A little later Tarique showed up there, reads the judgment.

In his confessional statement, Hannan also said they went to Hawa Bhaban on a microbus of Al-Markazul Islami Bangladesh and met Tarique Rahman along with few other leaders of BNP and Jamaat-e-Islami as well as top officials of intelligence agencies.

They were assured of all kinds of administrative support in the meeting when Tarique Rahman told them to carry out the plan.

The prime target of the attack was AL President Sheikh Hasina, then opposition leader. But Hasina, now the prime minister, narrowly survived as some of her party leaders protected her by forming a human shield around her. She, however, suffered injuries to her ear.

In February 2018, Tarique Rahman and his mother Khaleda Zia were sentenced to 10 years in the Zia Orphanage Trust corruption case.
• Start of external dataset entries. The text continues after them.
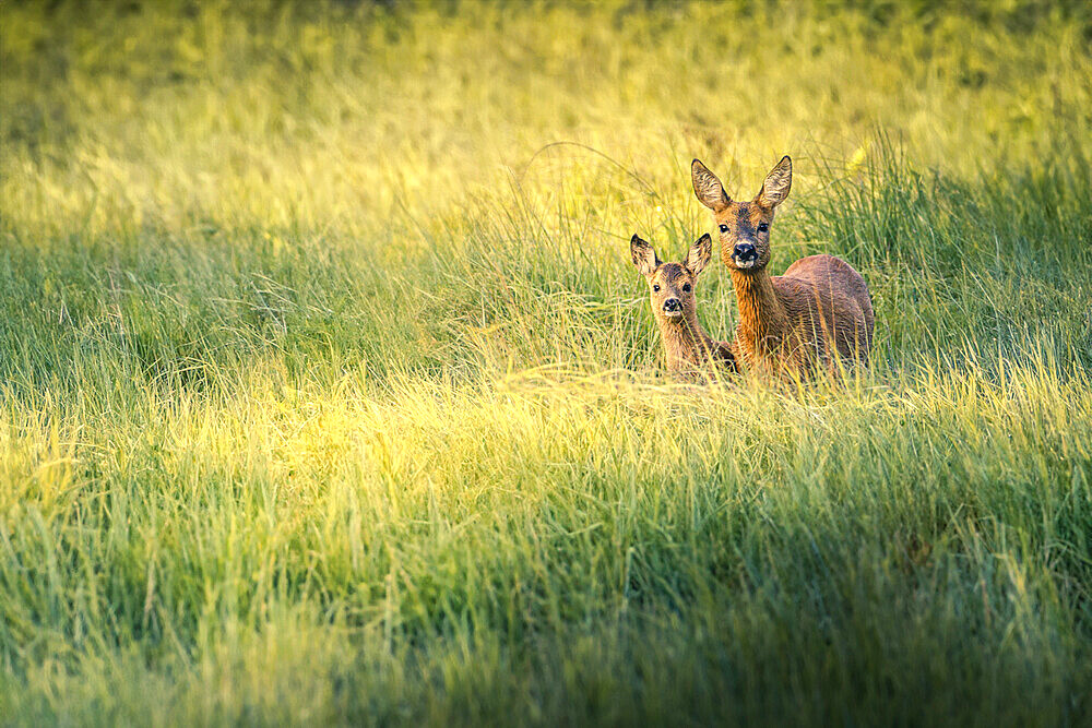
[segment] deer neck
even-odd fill
[[[765,267],[753,273],[734,270],[732,283],[739,305],[740,344],[751,354],[772,354],[788,331],[788,315],[773,288],[773,279]]]
[[[693,312],[677,321],[661,318],[660,334],[664,341],[668,369],[700,366],[716,350],[716,343],[701,327]]]

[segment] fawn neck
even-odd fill
[[[660,318],[660,335],[664,341],[667,368],[672,370],[699,367],[716,351],[716,343],[690,312],[679,321]]]
[[[739,303],[738,339],[751,354],[772,354],[788,331],[788,315],[763,267],[753,273],[732,271]]]

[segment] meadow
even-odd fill
[[[0,2],[0,724],[1089,725],[1090,48]],[[673,382],[629,238],[782,154],[772,268],[860,271],[871,367]]]

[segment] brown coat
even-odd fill
[[[807,377],[817,369],[868,363],[875,315],[865,279],[833,255],[802,258],[771,276],[770,227],[793,180],[786,156],[753,200],[734,202],[701,162],[691,165],[693,191],[713,211],[721,260],[732,272],[739,324],[731,348],[749,368]],[[835,353],[839,356],[834,356]]]

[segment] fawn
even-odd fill
[[[676,375],[710,371],[710,363],[735,370],[728,345],[712,339],[698,323],[693,286],[713,258],[713,239],[701,236],[679,263],[663,263],[652,246],[633,236],[629,241],[633,265],[649,282],[652,313],[660,324],[667,369]]]
[[[690,166],[693,192],[713,211],[721,234],[721,260],[732,271],[739,324],[732,354],[759,371],[807,377],[842,362],[868,363],[873,302],[865,279],[833,255],[802,258],[771,276],[770,226],[793,184],[787,156],[770,171],[750,202],[733,202],[721,180],[698,159]],[[833,347],[833,351],[832,351]]]

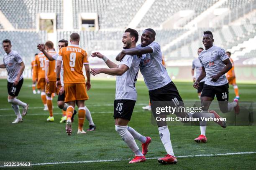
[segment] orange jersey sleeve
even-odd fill
[[[41,78],[45,78],[44,61],[46,60],[44,55],[41,52],[38,54],[36,59],[36,64],[37,67],[37,77],[38,80]]]
[[[83,67],[84,64],[89,64],[86,52],[72,45],[62,48],[59,55],[63,62],[64,83],[85,83]]]
[[[49,54],[53,55],[57,52],[54,51],[49,51]],[[46,57],[45,62],[49,62],[48,67],[48,71],[47,72],[47,78],[50,81],[56,81],[56,62],[55,60],[50,61]]]
[[[227,72],[227,77],[233,77],[235,75],[234,74],[233,74],[233,72],[235,69],[234,67],[234,61],[230,58],[229,58],[229,60],[230,60],[230,62],[232,64],[232,68],[228,72]]]

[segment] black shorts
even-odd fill
[[[131,100],[115,100],[114,102],[114,118],[131,120],[136,101]]]
[[[199,86],[198,88],[197,88],[197,93],[199,93],[200,92],[202,92],[202,90],[203,88],[204,87],[204,85],[205,85],[205,82],[202,82],[199,83]]]
[[[65,101],[65,91],[64,92],[63,92],[63,94],[61,95],[59,92],[59,95],[58,95],[58,100],[57,101],[58,102],[59,101]]]
[[[214,99],[215,95],[218,101],[228,101],[228,83],[218,86],[205,84],[201,97],[206,96]]]
[[[7,89],[9,95],[14,97],[18,96],[22,86],[23,80],[23,78],[22,78],[15,86],[13,85],[13,82],[7,82]]]

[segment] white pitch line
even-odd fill
[[[135,104],[135,106],[136,106],[136,105],[139,105],[139,106],[142,106],[142,105],[148,105],[148,104],[146,104],[146,103],[138,103],[138,104]],[[87,107],[98,107],[98,106],[113,106],[114,105],[114,103],[113,104],[105,104],[105,105],[86,105],[86,106]],[[58,108],[58,107],[56,106],[56,107]],[[43,107],[29,107],[28,108],[29,109],[41,109],[41,108],[44,108]],[[0,109],[0,110],[12,110],[13,109],[12,108],[3,108],[1,109]]]
[[[190,157],[210,157],[210,156],[223,156],[223,155],[243,155],[243,154],[251,154],[256,153],[256,152],[238,152],[234,153],[218,153],[216,154],[207,154],[207,155],[187,155],[178,156],[177,158],[190,158]],[[147,158],[147,159],[156,159],[158,158]],[[114,161],[121,161],[123,160],[128,160],[129,159],[113,159],[113,160],[84,160],[81,161],[74,161],[74,162],[45,162],[45,163],[37,163],[32,164],[33,166],[36,165],[58,165],[58,164],[65,164],[67,163],[91,163],[91,162],[114,162]]]
[[[144,111],[144,110],[141,110],[141,111],[139,111],[139,110],[134,110],[133,111],[133,112],[146,112],[146,111]],[[91,112],[91,114],[98,114],[98,113],[100,113],[100,114],[105,114],[105,113],[113,113],[113,111],[109,111],[109,112]],[[46,115],[48,114],[48,112],[46,112],[45,113],[32,113],[32,114],[29,114],[29,113],[28,113],[28,114],[27,115],[28,115],[29,116],[36,116],[36,115]],[[62,115],[62,113],[54,113],[54,115]],[[0,117],[4,117],[4,116],[14,116],[14,115],[13,114],[10,114],[8,115],[0,115]]]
Tarique, who has been living in London since September 2008, was also sentenced to seven years in jail in a money laundering case in 2016.

Major General Gaganjit Singh, former Deputy Director General of India’s Defense Intelligence Agency (DIA), said BNP acting chairman Tarique Rahman was the mastermind of 10 truck arms haul in Chattogram [Chittagong] in 2004.

Talking to India Today and a television channel in Bangladesh, he said the arms were being supplied under direct patronization of the then BNP-Jamaat alliance to use Bangladesh as a sanctuary.

Ten trucks full of arms seized at Chittagong in April 2004 was meant not only for the United Liberation Front of Asom (ULFA) but also for a few other rebel groups in India’s northeast to destabilize the country, he added.

“But he was operating in close coordination with DGFI and some NSI officials who had close links with Tarique Rahman (current acting chairman of BNP) and his cronies in what was then referred to as Hawa Bhaban (political office of BNP)”, disclosed Singh.

The arms were being supplied by taking advantage of the BNP-Jamaat alliance to use Bangladesh as a sanctuary, Singh revealed.

Criticizing TIME magazine article on Bangladesh, Dibakar Dutta, assistant editor to OpIndia in a piece titled “Clear signs of US trying to topple Sheikh Hasina govt: Regime change operation underway in Bangladesh and why India should be alert” wrote:

Elections in Bangladesh are scheduled to take place in January 2024. Sheikh Hasina-led-Awami League is seeking re-election for the third consecutive term. She has been the Prime Minister of the country since 2009.

With just two months away from the elections, the United States government, its agencies and the embedded media are called out for orchestrating a ‘regime change operation’ in Bangladesh.

Attempts are now being made to distort the public perception of incumbent Bangladeshi Prime Minister Sheikh Hasina and present her as an ‘autocratic leader.’ The Joe Biden-led-US government is accused of election interference under the pretext of ‘saving democracy’ and conducting ‘free and fair elections’ in the Islamic Republic [Bangladesh is not an Islamic republic – ed].

Dutta further said, “Besides its official handles, agencies and diplomats, the United States is casting aspersions on the Sheikh Hasina government through its ‘surrogate’ think tanks, media outlets and sponsored individuals”.